- Episode no.: Season 7 Episode 1
- Directed by: Chris Bennett
- Written by: Judah Miller; Murray Miller;
- Production code: 6AJN18
- Original air date: September 25, 2011

Guest appearances
- CeeLo Green as himself (live action) and Hot Tub; Gabourey Sidibe as Party Girl; Sy Smith as The Hot Tub Singers; Michael Peña as Maguerite;

Episode chronology
| ← Previous "Gorillas in the Mist" | Next → "Hurricane!" |
- American Dad! season 8

= Hot Water (American Dad!) =

"Hot Water" is the eighth season premiere of the American animated comedy series American Dad!. It aired on Fox on September 25, 2011, and is written by brothers Judah Miller and Murray Miller and directed by Chris Bennett. It was nominated for the Emmy Award for Outstanding Animated Program (for Programming Less Than One Hour).

This episode, narrated by CeeLo Green, is a parody musical of Little Shop of Horrors. It follows Stan buying a hot tub to relieve his daily stress, only to get into hot water when the hot tub begins killing his family and friends.

The song "Daddy's Gone" was performed by Scott Grimes (Steve) and Seth MacFarlane (Roger), and was made available for download at iTunes shortly after the episode aired.

==Plot==
Stressed out by his family and his obligations, Stan allows Principal Lewis to take him shopping for a hot tub at the Little Shop of Hot Tubs. Stan is drawn to a used hot tub in the store's back room that the salesman, Maguerite, tries to talk him out of purchasing. Stan ignores him, buying the hot tub and taking it home with him. There, he learns that the hot tub can talk and sing, tempting Stan into using it ("Dip a Toe"). This eventually leads to him and Francine having their most intense sex through their vivid sexual fantasy ("Hot Tub of Love").

Francine starts to worry about the hot tub's effect on Stan and orders him to stay out of it. That night, the tub draws Stan to it, leading Francine to give Stan an ultimatum: the tub or her ("Do Whatever You Like"). When Stan chooses the tub, Francine packs the rest of the family and leaves for her parents' house ("Daddy's Gone"). Still unable to shake his suspicions about the hot tub, Maguerite investigates its past, learning that it came alive after being struck by lightning and killed its original owner. It later escaped from a mental hospital ("Research").

Maguerite and Principal Lewis go to Stan's house, where the hot tub swallows Lewis and causes an escaping Maguerite to crash his car, killing him. The hot tub then draws Francine back home, imitating Stan on the phone. Stan discovers the deception and returns home just as the hot tub swallows Francine. After the hot tub explains its first killing spree, Stan unsuccessfully tries to recover Francine. The hot tub jettisons Stan through the roof, leaving him sprawled on the pavement across the street ("Psychotic Hot Tub"). At the last moment, Stan remembers the "Spa Down" given by Maguerite for "calming down" his tub; however, he succumbs to his wounds. Cee Lo Green, who was narrating the whole episode, announces that Stan is dead before saying "Good Night", ending the episode abruptly with a cliffhanger.

==Production==
This episode was written by Judah Miller and Murray Miller and directed by Chris Bennett.

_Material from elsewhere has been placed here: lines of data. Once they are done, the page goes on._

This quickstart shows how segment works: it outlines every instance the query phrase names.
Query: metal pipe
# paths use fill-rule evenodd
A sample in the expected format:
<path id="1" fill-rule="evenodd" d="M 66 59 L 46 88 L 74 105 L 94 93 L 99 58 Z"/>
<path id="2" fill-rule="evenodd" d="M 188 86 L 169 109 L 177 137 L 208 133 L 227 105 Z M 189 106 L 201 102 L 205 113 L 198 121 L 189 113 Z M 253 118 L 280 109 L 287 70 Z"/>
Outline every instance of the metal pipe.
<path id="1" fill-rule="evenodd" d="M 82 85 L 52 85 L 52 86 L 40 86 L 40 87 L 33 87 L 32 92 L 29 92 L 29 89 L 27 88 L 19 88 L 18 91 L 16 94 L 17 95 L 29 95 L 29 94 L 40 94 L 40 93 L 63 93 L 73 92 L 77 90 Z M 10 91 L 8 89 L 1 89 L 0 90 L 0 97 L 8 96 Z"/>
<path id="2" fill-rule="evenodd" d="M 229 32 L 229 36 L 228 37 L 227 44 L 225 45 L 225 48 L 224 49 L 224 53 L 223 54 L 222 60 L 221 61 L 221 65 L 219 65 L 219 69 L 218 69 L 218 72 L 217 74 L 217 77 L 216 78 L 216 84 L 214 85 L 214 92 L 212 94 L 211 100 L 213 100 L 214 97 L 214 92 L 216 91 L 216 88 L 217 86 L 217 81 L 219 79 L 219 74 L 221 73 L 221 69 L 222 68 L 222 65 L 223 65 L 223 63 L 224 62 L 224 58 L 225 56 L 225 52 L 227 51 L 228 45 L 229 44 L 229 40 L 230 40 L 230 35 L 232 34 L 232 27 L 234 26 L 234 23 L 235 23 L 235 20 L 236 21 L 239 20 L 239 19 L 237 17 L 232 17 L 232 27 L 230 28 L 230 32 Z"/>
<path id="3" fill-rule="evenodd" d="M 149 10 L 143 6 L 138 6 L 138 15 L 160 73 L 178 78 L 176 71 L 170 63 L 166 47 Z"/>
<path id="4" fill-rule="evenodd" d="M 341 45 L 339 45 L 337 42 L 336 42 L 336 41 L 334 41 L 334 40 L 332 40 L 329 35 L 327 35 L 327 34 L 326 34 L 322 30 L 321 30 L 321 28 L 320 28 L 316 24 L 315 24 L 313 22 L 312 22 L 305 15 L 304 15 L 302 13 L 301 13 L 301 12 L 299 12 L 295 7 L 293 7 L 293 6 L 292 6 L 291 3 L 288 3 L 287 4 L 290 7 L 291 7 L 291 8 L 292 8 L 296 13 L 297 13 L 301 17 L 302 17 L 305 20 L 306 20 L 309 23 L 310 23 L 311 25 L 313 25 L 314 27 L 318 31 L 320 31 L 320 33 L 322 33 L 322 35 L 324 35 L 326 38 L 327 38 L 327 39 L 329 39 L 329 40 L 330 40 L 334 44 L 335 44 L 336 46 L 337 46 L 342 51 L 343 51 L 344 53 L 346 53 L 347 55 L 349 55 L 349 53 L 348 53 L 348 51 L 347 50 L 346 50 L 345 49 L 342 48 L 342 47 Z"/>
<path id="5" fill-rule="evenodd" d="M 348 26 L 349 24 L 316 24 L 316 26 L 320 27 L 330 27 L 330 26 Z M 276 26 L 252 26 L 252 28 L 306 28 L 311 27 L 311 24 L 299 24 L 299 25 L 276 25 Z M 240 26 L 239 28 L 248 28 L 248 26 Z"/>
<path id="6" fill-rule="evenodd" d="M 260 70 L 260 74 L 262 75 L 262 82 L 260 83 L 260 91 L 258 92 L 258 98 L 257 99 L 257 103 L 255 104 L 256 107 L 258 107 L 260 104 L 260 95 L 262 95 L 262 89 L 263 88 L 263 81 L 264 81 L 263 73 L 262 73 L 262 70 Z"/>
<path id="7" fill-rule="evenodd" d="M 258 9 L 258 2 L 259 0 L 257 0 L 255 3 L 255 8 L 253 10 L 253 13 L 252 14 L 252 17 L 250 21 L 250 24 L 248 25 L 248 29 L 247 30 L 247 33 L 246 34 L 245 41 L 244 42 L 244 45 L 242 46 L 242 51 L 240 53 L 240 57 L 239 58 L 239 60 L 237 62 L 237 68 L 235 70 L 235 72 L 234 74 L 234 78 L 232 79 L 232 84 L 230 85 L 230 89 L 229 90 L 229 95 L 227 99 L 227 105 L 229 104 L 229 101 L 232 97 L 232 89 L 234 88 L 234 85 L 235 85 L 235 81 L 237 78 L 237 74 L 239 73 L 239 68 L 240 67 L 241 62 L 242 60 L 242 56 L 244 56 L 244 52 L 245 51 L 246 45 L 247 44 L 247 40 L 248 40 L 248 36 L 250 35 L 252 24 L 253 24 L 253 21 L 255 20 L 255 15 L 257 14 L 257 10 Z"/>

This would be the second-season premiere of American Dad! to be written by the Millers, the first being "In Country...Club". During the "Evening with American Dad" panel with the show's staff that took place at the Paley Center on September 22, 2011, executive producer Mike Barker revealed that there was a time that they thought that the show was not going to be renewed and thought that this was going to be the final episode, saying: "We thought, 'What better way to end the series? Kill the main character!'"

==Reception==
Rowan Kaiser The A.V. Club gave the episode a B+, saying "American Dad used tonight's season premiere to establish itself as the weird middle sibling of the Fox animated shows. Right now, it's probably also the best of them". Dyanamaria Leifsson of TV Equals gave the episode a positive review, saying "The plot line quickly went from somewhat standard American Dad fare to just plain crazy as we discovered that the hot tub was alive and had escaped from a mental institution. I would not have thought twice about this development if this had been a Halloween special, but I was definitely not expecting everyone to die at the end of the episode."

The episode was watched by a total of 5.83 million people, this made it the fourth most watched show on Animation Domination that night, losing to The Cleveland Show, Family Guy and The Simpsons with 8.08 million. The episode was nominated for a 2012 Primetime Emmy Award for Outstanding Animated Program, but lost to the Penguins of Madagascar episode "The Return of the Revenge of Dr. Blowhole".